Dinner came around, and I was starving. The nurses, who so kindly told me I could eat in the room, told me the cook could make me an omelette for dinner. I love breakfast for dinner, so I agreed. They asked what kind, and I said tomato and cheese, simple enough, which they said was fine. Then they came back about 20 minutes later and asked me to go to the cook and order my dinner, which I thought we just had. I shrugged and went upstairs, and the cook agreed to the order; no problem. About 15 minutes later, they brought in husband's veg soup (which he declared as good) and my green omelette. Green? Are those chilis? Oh, no, those are green onions, the nurses reassured me. I like green onions, I really do. They're probably my favorite onion. But not in the amount to where the entire omelette had lost it's original color. I asked for the tomato and cheese again, and the nurses told me that he didn't have any cheese or tomatoes. I briefly wondered why he agreed to cook it in the first place if he had no cheese or tomatoes, before realize, hey, this is South Asia. What did I expect? So I just ordered the scrambled eggs, and received a look from the nurses as I had asked to eat their firstborn sons. I had suddenly received the reputation as the picky and difficult wife. I ended up eating only toast for dinner. When I asked for some tea later, I received some rolled eyes before getting it. What? What did I do?
This morning, husband woke up feeling great. Praise our boss for his mighty works and kindness! They even brought him semi-solid food for breakfast which was nice. They also brought me some cornflakes and hot milk. Yes, hot. Husband had pity on my growling stomach and asked for some cold milk, which they thought was the strangest request, but since the Difficult Wife didn't ask, it was no problem.
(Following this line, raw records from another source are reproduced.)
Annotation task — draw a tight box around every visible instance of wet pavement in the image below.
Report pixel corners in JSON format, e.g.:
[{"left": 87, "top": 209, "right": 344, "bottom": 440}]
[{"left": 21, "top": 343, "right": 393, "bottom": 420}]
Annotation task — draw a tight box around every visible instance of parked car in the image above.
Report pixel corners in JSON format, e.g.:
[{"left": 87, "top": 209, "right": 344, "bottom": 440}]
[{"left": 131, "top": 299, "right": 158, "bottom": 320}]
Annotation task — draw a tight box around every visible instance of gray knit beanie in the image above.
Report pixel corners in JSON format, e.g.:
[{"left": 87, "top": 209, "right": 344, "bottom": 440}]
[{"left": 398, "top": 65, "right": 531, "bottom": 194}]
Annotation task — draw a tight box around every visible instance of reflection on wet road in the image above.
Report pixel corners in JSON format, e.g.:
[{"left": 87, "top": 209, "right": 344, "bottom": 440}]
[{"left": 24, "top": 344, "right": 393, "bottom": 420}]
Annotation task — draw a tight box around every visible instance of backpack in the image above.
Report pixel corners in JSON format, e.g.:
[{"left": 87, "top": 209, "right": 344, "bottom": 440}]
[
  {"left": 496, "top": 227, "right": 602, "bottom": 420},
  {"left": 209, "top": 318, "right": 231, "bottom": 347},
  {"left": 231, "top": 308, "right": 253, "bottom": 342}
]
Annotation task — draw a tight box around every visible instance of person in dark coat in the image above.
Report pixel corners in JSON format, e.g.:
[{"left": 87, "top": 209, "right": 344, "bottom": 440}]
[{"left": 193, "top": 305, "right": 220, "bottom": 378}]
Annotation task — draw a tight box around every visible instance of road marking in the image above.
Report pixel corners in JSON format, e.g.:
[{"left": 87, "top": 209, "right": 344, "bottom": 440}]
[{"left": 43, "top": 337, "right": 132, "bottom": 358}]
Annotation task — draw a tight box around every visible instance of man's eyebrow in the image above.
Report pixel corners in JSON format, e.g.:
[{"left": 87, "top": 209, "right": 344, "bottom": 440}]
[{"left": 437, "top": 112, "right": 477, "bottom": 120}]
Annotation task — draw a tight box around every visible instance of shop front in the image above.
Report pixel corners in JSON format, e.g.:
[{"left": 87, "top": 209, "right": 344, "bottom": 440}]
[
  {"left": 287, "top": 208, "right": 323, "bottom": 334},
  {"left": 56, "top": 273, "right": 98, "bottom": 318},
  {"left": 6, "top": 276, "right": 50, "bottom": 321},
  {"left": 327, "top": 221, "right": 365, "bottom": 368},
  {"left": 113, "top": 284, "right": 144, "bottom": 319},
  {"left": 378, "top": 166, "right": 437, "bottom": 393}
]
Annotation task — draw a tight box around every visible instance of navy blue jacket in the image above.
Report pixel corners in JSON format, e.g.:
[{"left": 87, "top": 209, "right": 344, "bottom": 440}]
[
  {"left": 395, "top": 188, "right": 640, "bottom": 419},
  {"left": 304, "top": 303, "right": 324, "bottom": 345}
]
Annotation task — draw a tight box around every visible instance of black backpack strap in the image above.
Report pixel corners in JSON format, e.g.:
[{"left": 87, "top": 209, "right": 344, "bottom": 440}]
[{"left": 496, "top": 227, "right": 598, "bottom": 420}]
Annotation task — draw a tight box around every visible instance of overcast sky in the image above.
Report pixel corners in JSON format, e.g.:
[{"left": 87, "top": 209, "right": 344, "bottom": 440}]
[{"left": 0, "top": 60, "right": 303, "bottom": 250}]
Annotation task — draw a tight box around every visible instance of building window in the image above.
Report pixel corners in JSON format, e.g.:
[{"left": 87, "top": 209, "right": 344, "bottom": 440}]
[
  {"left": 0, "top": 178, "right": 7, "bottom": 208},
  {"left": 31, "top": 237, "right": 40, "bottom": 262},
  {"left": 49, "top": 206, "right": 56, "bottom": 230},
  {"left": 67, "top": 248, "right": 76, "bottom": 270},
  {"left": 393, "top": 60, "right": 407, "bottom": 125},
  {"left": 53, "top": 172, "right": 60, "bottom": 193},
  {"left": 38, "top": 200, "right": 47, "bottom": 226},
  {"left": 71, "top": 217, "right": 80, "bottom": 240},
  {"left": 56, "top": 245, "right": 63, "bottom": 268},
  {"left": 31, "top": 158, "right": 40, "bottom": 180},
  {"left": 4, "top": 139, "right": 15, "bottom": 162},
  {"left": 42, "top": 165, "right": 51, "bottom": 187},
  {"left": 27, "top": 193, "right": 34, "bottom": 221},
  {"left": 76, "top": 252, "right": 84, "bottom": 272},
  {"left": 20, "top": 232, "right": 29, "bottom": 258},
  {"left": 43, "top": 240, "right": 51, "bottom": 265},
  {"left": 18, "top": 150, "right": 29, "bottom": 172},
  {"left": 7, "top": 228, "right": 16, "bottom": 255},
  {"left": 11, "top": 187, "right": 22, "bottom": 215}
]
After breakfast, we were told the senior doctor would visit husband before releasing him. What they failed to mention was that seven curious staffers would be joining the senior doctor. I'm not kidding, the door just kept opening. Husband and I were dying laughing by the 8th walkin. I was in the hospital once for pneumonia, and a couple of times a nursing student would come in to listen to my "textbook wheezing" as directed by her supervisor, but never have I heard of 8 doctors and nurses coming in to look at someone who had common intestine problems. What's that you say, Doctor? Someone had diarrhea?! Well, this I've gotta see!
I'm sure it had nothing to do with the fact that we were strange Americans in a very asian hospital.
Finally, after having to promise the hospital manager that we'd pay him after we got home (they didn't have a credit card machine or an ATM...and we didn't have that kind of cash on us), we left the hospital and are now free to eat all kinds of normal food. Well I am, anyway.
I say all this with a laugh, and not a complaining voice, I promise. You know I love this culture. I am just so relieved that husband is okay, and that the boss took care of him in only a day after they originally told us we'd have to be there for 3 days. He's in such good spirits, and is especially humbled by all the care and love he received from our family and friends who were concerned. Thanks for the money - the boss was faithful, as always.